Podkarpackie samorządy mają szansę na pozyskanie środków na inwestycje w infrastrukturę sportową z jednego z dwóch źródeł. Pierwsze to program Ministerstwa Sportu i Turystyki, drugie to program Samorządu Województwa Podkarpackiego. Nie oznacza to, że dla samorządów spłynie więcej pieniędzy niż pierwotnie planowano. W przypadku każdego z programów pula środków to około 11 mln zł. W większości innych województw jest jeden program realizowany i finansowany wspólnie przez ministerstwo i samorząd wojewódzki. Na Podkarpaciu do współpracy nie doszło przez konflikt na linii władze województwa-minister.

Poszło o PKOl

Konflikt na linii władze województwa podkarpackiego – minister sportu i turystyki Sławomir Nitras rozpoczął się w marcu tego roku. Szefowi resortu sportu nie spodobało się, że Sejmik Województwa Podkarpackiego zgodził się, by samorząd wszedł we współpracę z Polskim Komitetem Olimpijskim, na którego czele stoi Radosław Piesiewicz. Minister Nitras w zasadzie od początku swojej kadencji zwalcza Piesiewicza zarzucając mu nieprawidłowości finansowe i polityczną uległość wobec Prawa i Sprawiedliwości.

Województwo podkarpackie miało przekazać na rzecz PKOl-u 1,2 mln zł w zamian za promocję regionu. Jeszcze więcej, bo 4,3 mln zł na promocję ze strony PKOl-u miało wydać województwo lubelskie.

Nitras stwierdził, że pieniądze te powinny trafić do podkarpackich i lubelskich klubów sportowych i przez to atakował lokalnych marszałków. Sam też ogłosił program rekompensacyjny, w którym lokalne kluby i stowarzyszenia mogły aplikować o dotacje. Kilka dni temu ogłoszono jego wyniki na stronie ministerstwa.

Dwa programy

Do tego minister postanowił również wyłączyć podkarpacki i lubelski samorząd województwa z „Programu rozwoju infrastruktury sportowej w województwach”. Przewidywał on, że resort sportu będzie współpracował z samorządami województw przy finansowaniu sportowych obiektów w gminach.

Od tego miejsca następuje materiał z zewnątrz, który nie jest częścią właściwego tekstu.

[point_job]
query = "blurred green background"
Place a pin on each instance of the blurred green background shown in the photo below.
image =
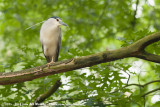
(94, 26)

Chodzi o budowę boisk, sal gimnastycznych czy pływalni oraz modernizację istniejących obiektów. Nabór wniosków o dofinansowanie miały prowadzić samorządy wojewódzkie. Budżet programu na Podkarpaciu miał wynieść 22 mln zł (po 11 mln zł od ministerstwa i od samorządu województwa).

Sławomir Nitras postanowił ogłosić osobny program dla Podkarpacia i Lubelszczyzny, w którym to ministerstwo będzie decydowało, której gminie przyznać środki i przy tym całkowicie pominie marszałków województw, bo twierdził, że utracił do nich zaufanie. Budżet ministerialnego programu dla Podkarpacia wynosi 11 mln zł, czyli dokładnie tyle samo, ile ministerstwo planowało przeznaczyć, gdyby miałby on być realizowany we współpracy z marszałkiem.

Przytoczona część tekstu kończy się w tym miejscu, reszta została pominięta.